Consider the following example. A bank has 10-year mortgages for 100 mln on their books, which generate a yearly cash-flow of 4%, i.e. 4 mln p.a., as people service their mortgage debt.
Of course, there is a risk to the bank from having 100 mortgages on their books – people could fall behind in paying them or simply default. Besides 4% is not a very exciting return in the world of masters of the universe.
So the bank, or rather the executives of the bank, might want to sell these mortgages so they can make a more lucrative use of the bank’s money. Selling the mortgages will probably generate less than 100 mln and the bank would forgo the cash-flow income of 4 mln p.a. Therefore there must be a better solution.
There is indeed one. It is called special purpose entity (SPE) or special purpose vehicle (SPV). It is a legal entity, much like a corporation, but not entirely like a corporation. It is more like the legal hull of a corporation containing almost only financial assets.
Since it is a separte entity, it is no longer represented on the banks books, the fianacial and legal risk is thus off-loaded.
So our bank, let’s call it Bank A, goes on and establishes this SPE, which we call SPE1, and intends to sell to it the mortgages for 100mln.
The SPE1, however, does not have cash yet, so it needs a loan, which luckily, Bank A, being a bank, is able and willing to provide – however, at 6% interest p.a. Bank A doesn’t want to be commited for 10 years for 6% only (interest rate risk. Besides SPE1 is risky, we’ll see below why), so it makes the loan 5 years only. This could also be two years, but let’s make the example with 5 years.
Having received the cash, SPE1 now buys the mortgages from Bank A for 100 mln. Bank A has now 100 mln cash back in its accounts, a loan at 6% p.a. to SPE1 outstanding (interest, i.e. an income of 6.76 mln p.a.) and the loan will now be available for re-investing in 5 years instead of 10. In fact, 26.76mln will be available for re-investing after the first year already.
Best of all, the 100 mln in cash received for the sale of the mortgages are immediately available for issuing new mortgages. So that the game can start anew with an SPE2.

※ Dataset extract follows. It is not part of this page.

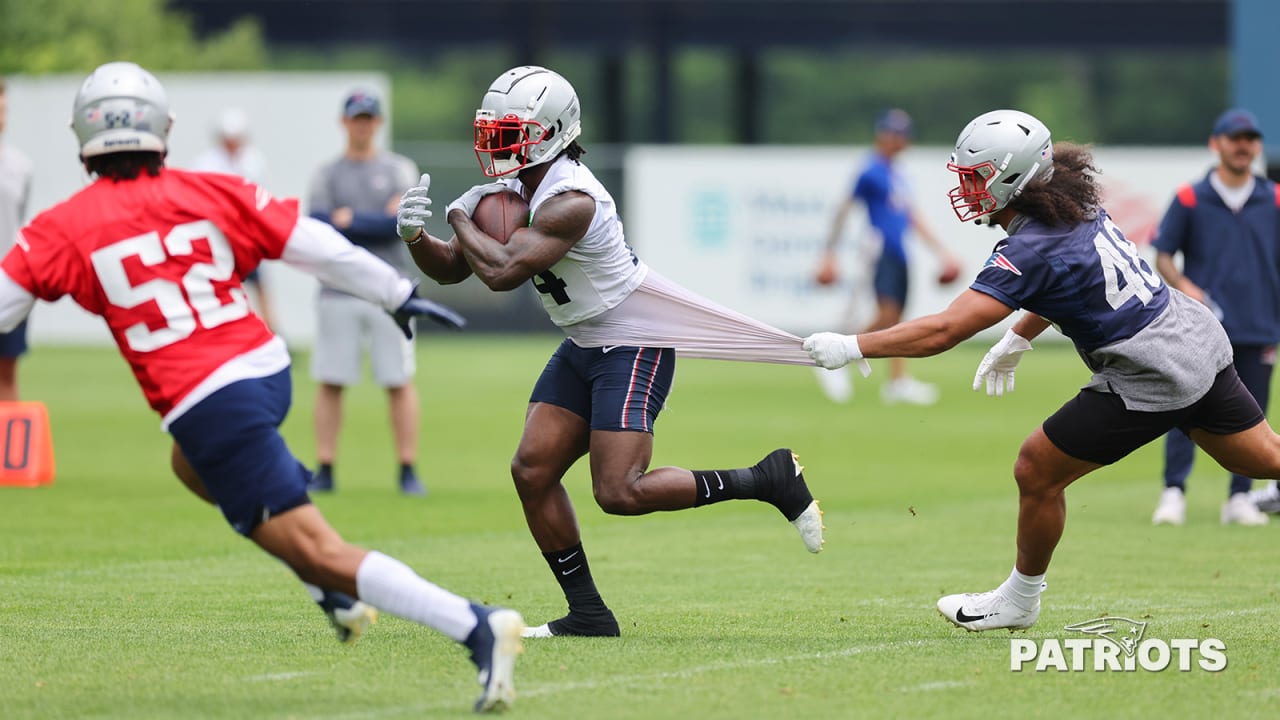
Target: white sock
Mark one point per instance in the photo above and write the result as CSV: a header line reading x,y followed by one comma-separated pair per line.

The clever bank executives get a bonus for increasing profits by more than 50% in one year (just by rearanging the balance sheet, but of course they won’t say so, they are clever). Bonuses are necessary, say the executives, to retain such talent that comes up with brilliant solutions like this. Of course, when they talk about ‘talent’ that must be retained, they are really talking about themselves.
Balance sheet Bank A before and after off-loading mortgages to SPE1
Now, SPE1 needs to generate an income of at least $26.76 mln p.a. over 5 years in order to repay the loan with interest to A. How does it do that, after all the mortgages still do only pay 4%, or 4 mln p.a.?
SPE1 could issue shares or bonds. Lets assume bonds. SPE1 issues 1 mln bonds (e.g. CMOs), $30 each at 2% p.a., but that would just postpone the day of reckoning.
The 30mln generated in year one can be used to service the loan (with 26.76mln for year one), and the bondholders (o.6mln for year one) and we haven’t even factored in that SPE1 also has talent that wants to be retained.
However, for year two already, SPE1 will need a new source of funds, which it has to find for example by issuing new bonds/shares, or other types of debt, etc.
There is a whole host of such debt instruments with names like CDOs, CMOs, CLOs, CFOs,RMBS,CMBS and more. There are even CDOs based on CDSs. This bullshit is called financial ‘innovation’.
My conclusion then is that, over a longer period of time, this is as sure to crash as the usual pyramid scheme. Why? Well, because it IS a pyramid scheme.
The only real thing in this game are the fees and the bonuses, the rest is just smoke and mirrors used to hide the true state of affairs.